Authors: Laura Kidd, Adrien Bernstein, Kevin Ginsburg, Elizabeth Handorf, Kaynaat Syed, Chintan Mehta, John Danella, Serge Ginzburg, Laurence Belkoff, Adam Reese, Jeffrey Tomaszewski, Eric Singer, Edouard Trabulsi, Bruce Jacobs, Jay Raman, Thomas Guzzo, Marc Smaldone

Introduction: Watchful waiting (WW) is the recommended management for men with low-risk prostate cancer (LRPC) and limited life expectancy (LLE). As such, the utility of ancillary testing (AT), MRI or genomics, in this population has not been well established. Herein we investigate the use of ancillary testing in a population of LRPC patients with LLE.

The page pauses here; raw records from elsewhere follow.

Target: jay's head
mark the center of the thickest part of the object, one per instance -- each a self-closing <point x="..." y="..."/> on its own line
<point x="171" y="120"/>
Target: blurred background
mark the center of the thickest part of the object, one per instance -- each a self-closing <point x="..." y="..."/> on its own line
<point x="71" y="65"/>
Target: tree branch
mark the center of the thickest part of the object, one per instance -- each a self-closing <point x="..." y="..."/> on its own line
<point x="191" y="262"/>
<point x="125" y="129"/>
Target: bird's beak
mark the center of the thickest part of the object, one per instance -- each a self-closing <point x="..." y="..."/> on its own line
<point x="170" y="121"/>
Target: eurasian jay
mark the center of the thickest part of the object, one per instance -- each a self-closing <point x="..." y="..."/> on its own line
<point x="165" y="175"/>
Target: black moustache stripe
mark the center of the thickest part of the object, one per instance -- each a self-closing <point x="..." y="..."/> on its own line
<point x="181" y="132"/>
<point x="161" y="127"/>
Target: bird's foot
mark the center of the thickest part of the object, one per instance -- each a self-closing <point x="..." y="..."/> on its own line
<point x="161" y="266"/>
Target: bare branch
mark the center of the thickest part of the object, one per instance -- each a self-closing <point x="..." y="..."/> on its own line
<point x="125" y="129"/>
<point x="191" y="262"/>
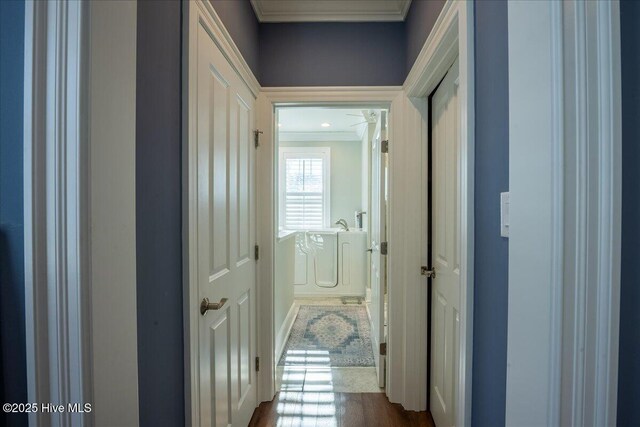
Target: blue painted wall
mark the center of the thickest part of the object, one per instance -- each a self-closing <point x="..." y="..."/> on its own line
<point x="158" y="214"/>
<point x="629" y="361"/>
<point x="332" y="54"/>
<point x="242" y="24"/>
<point x="421" y="17"/>
<point x="491" y="250"/>
<point x="13" y="373"/>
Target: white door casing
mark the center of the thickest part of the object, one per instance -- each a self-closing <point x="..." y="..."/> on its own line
<point x="565" y="194"/>
<point x="80" y="240"/>
<point x="445" y="256"/>
<point x="378" y="236"/>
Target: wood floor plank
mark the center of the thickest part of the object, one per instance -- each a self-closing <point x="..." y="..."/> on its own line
<point x="299" y="408"/>
<point x="350" y="409"/>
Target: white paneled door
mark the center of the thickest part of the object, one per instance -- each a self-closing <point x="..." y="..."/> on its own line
<point x="225" y="240"/>
<point x="445" y="250"/>
<point x="378" y="236"/>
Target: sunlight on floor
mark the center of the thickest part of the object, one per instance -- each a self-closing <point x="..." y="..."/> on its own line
<point x="306" y="394"/>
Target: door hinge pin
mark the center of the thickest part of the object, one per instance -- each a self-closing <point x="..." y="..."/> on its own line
<point x="385" y="146"/>
<point x="256" y="137"/>
<point x="384" y="248"/>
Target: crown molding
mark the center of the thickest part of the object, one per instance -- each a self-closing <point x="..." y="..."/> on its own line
<point x="330" y="10"/>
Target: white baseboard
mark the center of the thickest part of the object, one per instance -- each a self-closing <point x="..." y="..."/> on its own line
<point x="283" y="333"/>
<point x="327" y="294"/>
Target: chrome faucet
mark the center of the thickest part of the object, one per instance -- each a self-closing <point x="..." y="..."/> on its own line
<point x="343" y="223"/>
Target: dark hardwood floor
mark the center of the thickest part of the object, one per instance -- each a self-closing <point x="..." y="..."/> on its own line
<point x="308" y="409"/>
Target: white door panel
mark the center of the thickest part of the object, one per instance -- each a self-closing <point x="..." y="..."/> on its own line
<point x="225" y="234"/>
<point x="378" y="235"/>
<point x="445" y="256"/>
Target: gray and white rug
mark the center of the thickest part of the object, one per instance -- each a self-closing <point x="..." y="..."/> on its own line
<point x="337" y="336"/>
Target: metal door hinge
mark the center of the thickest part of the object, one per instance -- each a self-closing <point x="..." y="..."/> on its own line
<point x="385" y="146"/>
<point x="424" y="270"/>
<point x="256" y="137"/>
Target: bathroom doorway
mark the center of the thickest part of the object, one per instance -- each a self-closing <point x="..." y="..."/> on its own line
<point x="329" y="322"/>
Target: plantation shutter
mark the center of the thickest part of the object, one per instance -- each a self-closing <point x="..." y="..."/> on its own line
<point x="305" y="190"/>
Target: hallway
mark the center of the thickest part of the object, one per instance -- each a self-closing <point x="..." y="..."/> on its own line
<point x="308" y="409"/>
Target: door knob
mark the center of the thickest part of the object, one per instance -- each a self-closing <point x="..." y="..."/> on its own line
<point x="205" y="305"/>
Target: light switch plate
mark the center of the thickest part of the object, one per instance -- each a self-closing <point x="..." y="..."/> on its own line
<point x="504" y="214"/>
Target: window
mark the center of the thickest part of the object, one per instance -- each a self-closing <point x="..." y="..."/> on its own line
<point x="304" y="187"/>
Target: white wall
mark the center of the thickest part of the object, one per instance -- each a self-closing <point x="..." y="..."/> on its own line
<point x="346" y="177"/>
<point x="112" y="211"/>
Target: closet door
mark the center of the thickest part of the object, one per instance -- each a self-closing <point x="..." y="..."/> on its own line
<point x="225" y="236"/>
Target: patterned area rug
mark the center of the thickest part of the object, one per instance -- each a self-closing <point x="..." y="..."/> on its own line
<point x="336" y="336"/>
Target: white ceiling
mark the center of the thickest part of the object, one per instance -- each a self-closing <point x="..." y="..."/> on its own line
<point x="305" y="124"/>
<point x="330" y="10"/>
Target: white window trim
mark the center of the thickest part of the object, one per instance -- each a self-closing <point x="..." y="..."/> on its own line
<point x="325" y="152"/>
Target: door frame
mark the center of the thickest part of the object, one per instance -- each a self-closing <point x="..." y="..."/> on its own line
<point x="80" y="237"/>
<point x="452" y="37"/>
<point x="565" y="212"/>
<point x="198" y="12"/>
<point x="268" y="100"/>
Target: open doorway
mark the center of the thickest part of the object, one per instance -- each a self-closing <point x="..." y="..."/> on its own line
<point x="330" y="281"/>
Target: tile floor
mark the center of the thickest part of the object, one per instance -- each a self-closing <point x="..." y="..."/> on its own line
<point x="326" y="378"/>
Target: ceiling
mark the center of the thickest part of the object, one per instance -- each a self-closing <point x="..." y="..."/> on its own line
<point x="305" y="124"/>
<point x="330" y="10"/>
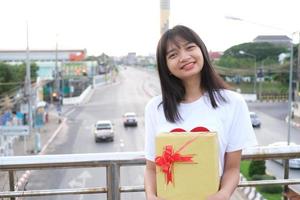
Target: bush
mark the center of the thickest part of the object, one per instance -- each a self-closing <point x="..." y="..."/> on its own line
<point x="257" y="167"/>
<point x="271" y="189"/>
<point x="258" y="177"/>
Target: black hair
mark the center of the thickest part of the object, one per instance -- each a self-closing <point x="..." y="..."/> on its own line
<point x="173" y="90"/>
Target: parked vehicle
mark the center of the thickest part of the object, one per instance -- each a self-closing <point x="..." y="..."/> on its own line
<point x="293" y="163"/>
<point x="130" y="119"/>
<point x="104" y="130"/>
<point x="255" y="120"/>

Methods: The Pennsylvania Urologic Regional Collaborative database was queried, identifying men with LRPC and LLE (age = 70 & Charlson Comorbidity Index = 5). Patients were stratified by receipt of post-diagnostic AT. The primary outcome was the proportion of men who underwent treatment with curative intent (radiation or surgery). AT results were deemed non-reassuring (non-RA; 2.7% probability of prostate cancer mortality for Prolaris, Risk group > low risk for OncotypeDx and Decipher, PIRADS 4 or 5 on mpMRI) or reassuring (RA). Categorical parameters were compared with the Chi-squared test and Fisher's exact test. Non-parametric continuous measures were assessed by the Wilcoxon rank sum test. Multivariable logistic regression models were fit to assess the association of obtaining an ancillary test and management strategy or obtaining additional biopsies.

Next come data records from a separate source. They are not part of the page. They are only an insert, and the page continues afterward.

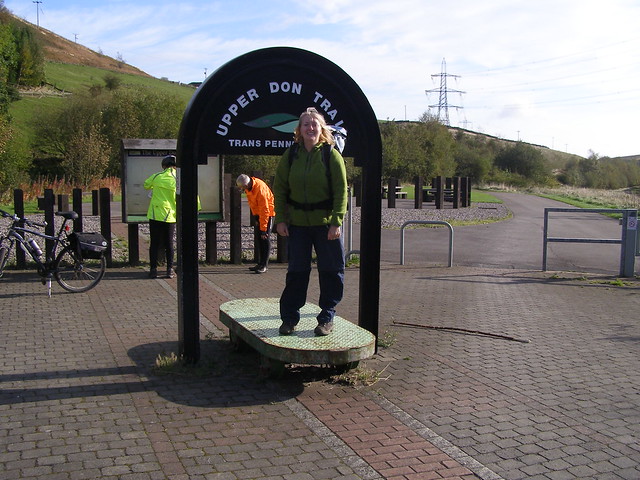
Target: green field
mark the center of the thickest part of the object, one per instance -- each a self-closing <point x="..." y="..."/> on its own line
<point x="79" y="79"/>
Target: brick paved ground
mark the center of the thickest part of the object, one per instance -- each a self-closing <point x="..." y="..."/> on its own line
<point x="79" y="399"/>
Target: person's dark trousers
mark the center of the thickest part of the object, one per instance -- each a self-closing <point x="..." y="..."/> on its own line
<point x="265" y="246"/>
<point x="330" y="255"/>
<point x="161" y="234"/>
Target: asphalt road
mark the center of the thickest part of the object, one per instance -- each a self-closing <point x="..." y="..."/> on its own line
<point x="516" y="242"/>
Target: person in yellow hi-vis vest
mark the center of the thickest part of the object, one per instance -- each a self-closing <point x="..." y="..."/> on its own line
<point x="162" y="214"/>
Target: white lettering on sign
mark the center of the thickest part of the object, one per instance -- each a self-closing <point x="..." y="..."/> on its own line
<point x="244" y="143"/>
<point x="285" y="87"/>
<point x="241" y="102"/>
<point x="278" y="143"/>
<point x="326" y="106"/>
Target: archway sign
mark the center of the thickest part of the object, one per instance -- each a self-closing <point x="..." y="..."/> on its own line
<point x="250" y="106"/>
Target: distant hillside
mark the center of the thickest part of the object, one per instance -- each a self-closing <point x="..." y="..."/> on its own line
<point x="59" y="49"/>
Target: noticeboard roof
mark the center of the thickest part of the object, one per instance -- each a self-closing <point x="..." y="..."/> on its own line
<point x="149" y="143"/>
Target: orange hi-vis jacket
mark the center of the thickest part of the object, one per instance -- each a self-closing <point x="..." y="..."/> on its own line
<point x="260" y="199"/>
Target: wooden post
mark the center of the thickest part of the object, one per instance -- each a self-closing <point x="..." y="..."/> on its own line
<point x="417" y="202"/>
<point x="63" y="203"/>
<point x="439" y="195"/>
<point x="134" y="243"/>
<point x="77" y="207"/>
<point x="211" y="242"/>
<point x="49" y="201"/>
<point x="357" y="190"/>
<point x="391" y="192"/>
<point x="105" y="222"/>
<point x="456" y="192"/>
<point x="18" y="208"/>
<point x="95" y="203"/>
<point x="464" y="186"/>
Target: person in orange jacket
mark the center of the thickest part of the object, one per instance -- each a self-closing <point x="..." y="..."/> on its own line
<point x="260" y="199"/>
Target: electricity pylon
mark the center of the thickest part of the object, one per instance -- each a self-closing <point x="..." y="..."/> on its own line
<point x="443" y="105"/>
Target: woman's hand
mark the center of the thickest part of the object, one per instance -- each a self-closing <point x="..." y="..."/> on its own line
<point x="282" y="229"/>
<point x="334" y="232"/>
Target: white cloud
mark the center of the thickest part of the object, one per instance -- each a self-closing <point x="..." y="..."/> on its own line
<point x="554" y="72"/>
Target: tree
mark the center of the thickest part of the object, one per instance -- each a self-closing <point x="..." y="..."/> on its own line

Results: 299 men with LLE were newly diagnosed with LRPC. 155 (53%) underwent ancillary testing with their longitudinal experience plotted in Figure 1. Both groups had similar PSA at diagnosis and volume of disease on diagnostic biopsy. AT patients were more likely to have very low-risk prostate cancer (64.1% vs. 51.1%, p=0.03). There was also significant variability in testing by practice site (0-100% of LRPC patients, p<0.001). MRI was ordered in 80% of AT patients and was non-RA in 41%, while genomic testing was ordered in 35% and was non-RA for 73% of patients. Overall, 43% of men received definitive therapy, with the highest rate in RA patients (55%), and lower rates in non-RA (38%) or no ancillary studies (40%, p<0.001). On multivariable analysis, adjusting for age, disease volume and race, AT was not associated with odds of definitive treatment (OR=1.1, 95% CI 0.7-1.7, p=0.62). Paradoxically, men with RA tests were at increased risk of treatment (OR=3.1, 95% CI: 1.6-6.0 p=0.001). Additionally, men with AT were five-times more likely to receive additional biopsies (OR 5.2, 95% CI: 3.07-8.91 p<0.001).

Conclusions: Ancillary testing occurs frequently in older men with LRPC and does not appear to shape subsequent treatment decisions, potentially increasing the cost and invasiveness of care without adding value.